Why are so few people referred for transplant early?
Many doctors don’t bring it up until dialysis is unavoidable. Patients often don’t know to ask. Insurance rules delay referrals. There’s also a bias-especially against Black, Hispanic, and older patients-where providers assume they’re not "good candidates." Studies show that when providers get training and patients get education, referral rates jump dramatically.
Can you get a transplant without a living donor?
Yes. Most transplants come from deceased donors, but the wait is long-often 4+ years. You can also join paired exchange programs, where two incompatible donor-recipient pairs swap kidneys. Some people even get kidneys from strangers through non-directed donation. The system is improving, but it’s still slow.
What are the side effects of anti-rejection drugs?
They weaken your immune system, so you’re more prone to infections, including serious ones like pneumonia or COVID-19. They can raise blood pressure, cause weight gain, increase diabetes risk, and damage your kidneys over time. Some cause tremors, hair loss, or stomach upset. But most side effects are manageable with dose adjustments and monitoring.
Does Medicare cover transplant medications forever?

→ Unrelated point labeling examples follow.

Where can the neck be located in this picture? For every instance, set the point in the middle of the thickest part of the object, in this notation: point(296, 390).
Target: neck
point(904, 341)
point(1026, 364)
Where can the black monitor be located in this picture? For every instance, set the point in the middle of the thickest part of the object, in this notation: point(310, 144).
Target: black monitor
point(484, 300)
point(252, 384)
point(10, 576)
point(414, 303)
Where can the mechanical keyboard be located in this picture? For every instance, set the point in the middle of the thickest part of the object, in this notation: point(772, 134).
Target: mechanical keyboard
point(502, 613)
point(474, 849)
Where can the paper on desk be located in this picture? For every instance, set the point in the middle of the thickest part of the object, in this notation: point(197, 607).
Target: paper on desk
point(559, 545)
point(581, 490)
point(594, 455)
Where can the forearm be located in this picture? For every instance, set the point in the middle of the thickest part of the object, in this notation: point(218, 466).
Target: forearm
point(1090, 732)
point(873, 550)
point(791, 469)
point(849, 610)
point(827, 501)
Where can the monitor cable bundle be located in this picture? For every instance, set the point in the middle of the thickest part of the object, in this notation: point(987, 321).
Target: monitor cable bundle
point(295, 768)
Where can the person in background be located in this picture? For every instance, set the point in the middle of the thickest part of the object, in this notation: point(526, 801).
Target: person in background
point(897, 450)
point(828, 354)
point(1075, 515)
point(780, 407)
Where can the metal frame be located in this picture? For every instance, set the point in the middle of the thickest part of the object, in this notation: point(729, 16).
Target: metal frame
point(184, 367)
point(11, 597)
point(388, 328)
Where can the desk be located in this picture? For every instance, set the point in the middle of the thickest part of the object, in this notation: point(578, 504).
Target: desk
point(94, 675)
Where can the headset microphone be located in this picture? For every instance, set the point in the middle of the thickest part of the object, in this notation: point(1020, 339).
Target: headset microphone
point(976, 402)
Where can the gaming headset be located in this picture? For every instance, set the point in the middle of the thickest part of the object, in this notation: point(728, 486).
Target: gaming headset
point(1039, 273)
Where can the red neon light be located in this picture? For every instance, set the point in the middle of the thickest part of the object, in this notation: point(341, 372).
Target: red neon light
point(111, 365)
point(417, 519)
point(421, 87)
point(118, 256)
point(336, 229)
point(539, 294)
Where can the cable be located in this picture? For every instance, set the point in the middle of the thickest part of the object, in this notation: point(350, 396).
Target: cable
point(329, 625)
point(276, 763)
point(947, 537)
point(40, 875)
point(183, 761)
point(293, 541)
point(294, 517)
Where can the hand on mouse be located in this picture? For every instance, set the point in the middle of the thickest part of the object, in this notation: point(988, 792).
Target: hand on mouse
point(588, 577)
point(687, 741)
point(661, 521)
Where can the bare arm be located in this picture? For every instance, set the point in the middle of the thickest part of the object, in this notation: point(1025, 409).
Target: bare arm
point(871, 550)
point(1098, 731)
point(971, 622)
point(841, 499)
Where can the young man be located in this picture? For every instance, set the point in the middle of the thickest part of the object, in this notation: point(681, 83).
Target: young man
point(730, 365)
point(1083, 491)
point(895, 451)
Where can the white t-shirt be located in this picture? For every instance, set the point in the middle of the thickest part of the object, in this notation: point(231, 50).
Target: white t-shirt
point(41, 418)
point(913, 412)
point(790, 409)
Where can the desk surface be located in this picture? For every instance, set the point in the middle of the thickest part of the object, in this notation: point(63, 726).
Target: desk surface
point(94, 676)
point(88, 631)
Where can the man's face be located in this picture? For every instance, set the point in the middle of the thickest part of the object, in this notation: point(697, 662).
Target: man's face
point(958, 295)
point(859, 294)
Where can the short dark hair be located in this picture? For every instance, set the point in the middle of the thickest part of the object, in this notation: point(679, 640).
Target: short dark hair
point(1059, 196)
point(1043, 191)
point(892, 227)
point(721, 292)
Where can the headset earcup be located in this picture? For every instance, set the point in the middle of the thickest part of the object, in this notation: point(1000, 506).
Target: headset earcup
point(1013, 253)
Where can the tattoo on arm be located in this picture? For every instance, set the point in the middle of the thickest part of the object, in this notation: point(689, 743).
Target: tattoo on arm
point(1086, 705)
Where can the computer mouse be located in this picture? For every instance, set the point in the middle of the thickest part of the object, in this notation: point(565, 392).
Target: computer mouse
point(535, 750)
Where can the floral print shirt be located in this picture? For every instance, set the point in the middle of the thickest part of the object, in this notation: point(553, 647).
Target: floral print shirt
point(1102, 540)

No. Medicare covers immunosuppressants for 36 months after a successful transplant. After that, you need other insurance-private, Medicaid, or a patient assistance program. Many people struggle to pay $2,000 a month for these drugs. That’s why some lose their transplants-not because of rejection, but because they can’t afford the meds.
Can you donate a kidney and still live a normal life?
Yes. Most living donors return to normal activities within 4-6 weeks. They have no increased risk of kidney failure. Their life expectancy is the same as the general population. The biggest risk is surgery complications, which are rare. Donating doesn’t shorten your life or harm your future health.